Sunday 10 February 2008

The news just keeps getting worse. We are now told that we are nowhere close to the end of the writedowns by banks all over the world. Goldman Sachs now estimates that the total loss in the mortgage security world will total $400 billion (this includes more than just subprime mortgages), up from an estimated $200 billion only a few quarters ago. And that is if home prices only fall about 20% on average.
And that probably assumes normal default patterns. The Wall Street Journal noted today that Fitch has warned of an additional $139 billion in mortgage-related losses from individuals who are simply walking away from mortgages where the homes have lost value. They are doing this in advance of foreclosure proceedings. Fitch expects that losses will be 26% of the value on subprime loans made in 2007.

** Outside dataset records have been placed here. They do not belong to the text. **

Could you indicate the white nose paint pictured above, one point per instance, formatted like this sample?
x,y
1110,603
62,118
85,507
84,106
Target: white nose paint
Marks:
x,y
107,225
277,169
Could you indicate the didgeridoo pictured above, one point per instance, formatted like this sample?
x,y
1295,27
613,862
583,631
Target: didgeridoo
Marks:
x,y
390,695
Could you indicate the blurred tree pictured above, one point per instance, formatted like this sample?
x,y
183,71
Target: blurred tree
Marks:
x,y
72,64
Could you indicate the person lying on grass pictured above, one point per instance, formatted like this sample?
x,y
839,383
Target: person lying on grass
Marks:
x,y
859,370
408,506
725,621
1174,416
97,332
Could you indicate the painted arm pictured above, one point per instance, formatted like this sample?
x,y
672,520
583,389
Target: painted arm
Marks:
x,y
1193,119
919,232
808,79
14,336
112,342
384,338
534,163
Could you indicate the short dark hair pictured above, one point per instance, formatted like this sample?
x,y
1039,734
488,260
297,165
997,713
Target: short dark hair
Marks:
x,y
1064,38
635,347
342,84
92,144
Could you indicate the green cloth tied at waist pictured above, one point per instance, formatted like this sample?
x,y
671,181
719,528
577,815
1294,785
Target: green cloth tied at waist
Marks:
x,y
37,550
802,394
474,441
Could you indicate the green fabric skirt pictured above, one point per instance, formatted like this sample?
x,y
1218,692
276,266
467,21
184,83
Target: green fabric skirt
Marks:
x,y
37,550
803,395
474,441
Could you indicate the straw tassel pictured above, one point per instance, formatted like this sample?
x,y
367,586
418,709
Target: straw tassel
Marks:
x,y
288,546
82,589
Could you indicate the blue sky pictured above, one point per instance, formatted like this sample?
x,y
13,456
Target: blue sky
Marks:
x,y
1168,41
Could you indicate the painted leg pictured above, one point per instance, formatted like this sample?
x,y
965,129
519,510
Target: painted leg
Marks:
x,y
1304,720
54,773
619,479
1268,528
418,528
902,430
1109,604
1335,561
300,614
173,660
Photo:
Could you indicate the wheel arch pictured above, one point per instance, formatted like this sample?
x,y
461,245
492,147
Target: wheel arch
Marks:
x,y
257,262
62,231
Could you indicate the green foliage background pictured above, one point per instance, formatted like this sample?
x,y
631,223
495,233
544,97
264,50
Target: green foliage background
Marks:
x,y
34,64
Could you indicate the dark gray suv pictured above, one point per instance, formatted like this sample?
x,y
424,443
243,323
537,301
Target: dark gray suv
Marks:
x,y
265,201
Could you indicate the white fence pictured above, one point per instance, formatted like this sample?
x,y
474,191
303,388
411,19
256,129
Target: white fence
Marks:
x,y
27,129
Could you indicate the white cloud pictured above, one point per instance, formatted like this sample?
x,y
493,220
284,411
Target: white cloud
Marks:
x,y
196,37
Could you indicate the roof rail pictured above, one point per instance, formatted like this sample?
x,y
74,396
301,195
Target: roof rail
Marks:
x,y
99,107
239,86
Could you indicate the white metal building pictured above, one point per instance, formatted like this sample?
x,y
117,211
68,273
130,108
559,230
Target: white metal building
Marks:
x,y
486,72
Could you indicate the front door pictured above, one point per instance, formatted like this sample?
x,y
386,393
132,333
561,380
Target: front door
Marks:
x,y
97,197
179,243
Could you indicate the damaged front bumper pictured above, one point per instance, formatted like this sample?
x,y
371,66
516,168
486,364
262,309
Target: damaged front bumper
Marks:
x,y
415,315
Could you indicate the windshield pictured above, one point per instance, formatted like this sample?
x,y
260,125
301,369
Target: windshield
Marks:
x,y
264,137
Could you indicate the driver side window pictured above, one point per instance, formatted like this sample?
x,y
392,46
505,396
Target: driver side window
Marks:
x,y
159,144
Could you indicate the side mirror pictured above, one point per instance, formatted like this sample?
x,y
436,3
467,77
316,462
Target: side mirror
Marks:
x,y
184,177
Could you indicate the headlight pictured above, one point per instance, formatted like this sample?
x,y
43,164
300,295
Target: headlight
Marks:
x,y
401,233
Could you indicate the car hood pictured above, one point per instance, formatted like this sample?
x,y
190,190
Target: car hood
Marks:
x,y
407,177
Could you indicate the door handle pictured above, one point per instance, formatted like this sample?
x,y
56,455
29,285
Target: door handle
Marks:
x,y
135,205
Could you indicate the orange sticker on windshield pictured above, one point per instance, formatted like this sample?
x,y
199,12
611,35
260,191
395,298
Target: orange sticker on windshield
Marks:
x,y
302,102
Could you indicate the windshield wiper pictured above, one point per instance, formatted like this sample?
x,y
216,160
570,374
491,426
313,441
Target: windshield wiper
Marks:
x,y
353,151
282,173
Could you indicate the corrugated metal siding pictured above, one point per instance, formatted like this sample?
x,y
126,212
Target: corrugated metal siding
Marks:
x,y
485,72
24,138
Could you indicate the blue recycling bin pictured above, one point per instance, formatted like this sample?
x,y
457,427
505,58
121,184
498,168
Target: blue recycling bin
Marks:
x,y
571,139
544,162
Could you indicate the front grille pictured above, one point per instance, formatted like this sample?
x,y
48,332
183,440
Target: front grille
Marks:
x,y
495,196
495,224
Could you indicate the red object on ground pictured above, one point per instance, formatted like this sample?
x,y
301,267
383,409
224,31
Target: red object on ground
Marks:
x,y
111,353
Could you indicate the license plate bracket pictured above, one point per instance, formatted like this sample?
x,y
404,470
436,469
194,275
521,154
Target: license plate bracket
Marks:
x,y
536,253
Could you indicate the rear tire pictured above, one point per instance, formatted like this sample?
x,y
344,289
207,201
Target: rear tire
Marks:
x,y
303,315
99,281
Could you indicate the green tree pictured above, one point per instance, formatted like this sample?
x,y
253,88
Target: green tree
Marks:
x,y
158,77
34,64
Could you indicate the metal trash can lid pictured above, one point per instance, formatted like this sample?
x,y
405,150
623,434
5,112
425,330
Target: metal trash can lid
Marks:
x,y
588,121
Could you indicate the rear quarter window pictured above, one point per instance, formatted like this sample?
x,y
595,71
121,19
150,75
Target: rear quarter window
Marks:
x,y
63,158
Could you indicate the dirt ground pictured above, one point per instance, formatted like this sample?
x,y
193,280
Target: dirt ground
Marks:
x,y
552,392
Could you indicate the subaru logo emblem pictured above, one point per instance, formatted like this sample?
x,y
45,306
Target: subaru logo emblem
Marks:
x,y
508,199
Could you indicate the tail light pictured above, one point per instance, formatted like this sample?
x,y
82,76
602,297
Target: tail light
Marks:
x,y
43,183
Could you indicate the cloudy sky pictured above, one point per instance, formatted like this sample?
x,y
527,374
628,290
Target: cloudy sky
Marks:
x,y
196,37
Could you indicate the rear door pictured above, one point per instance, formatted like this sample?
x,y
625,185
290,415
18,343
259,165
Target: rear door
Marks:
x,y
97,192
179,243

But returning to the rise in spreads, this also means that subprime credit cards, subprime auto loans, and subprime student loans will start costing a lot more, or become less available. There are tens of millions of subprime credit cards. And their cost is going to go up. But here I refer not to the borrower but to the lender.
Defaults on credit cards are rising. 7.6% of all credit cards loans were 60 days past due in December. Credit card debt is sold to various investors as bundled securities, just as mortgages were. If delinquencies rise, then the rates that investors want must rise to cover the defaults. Interest rates are going to rise on all but the highest-rated credit card debt.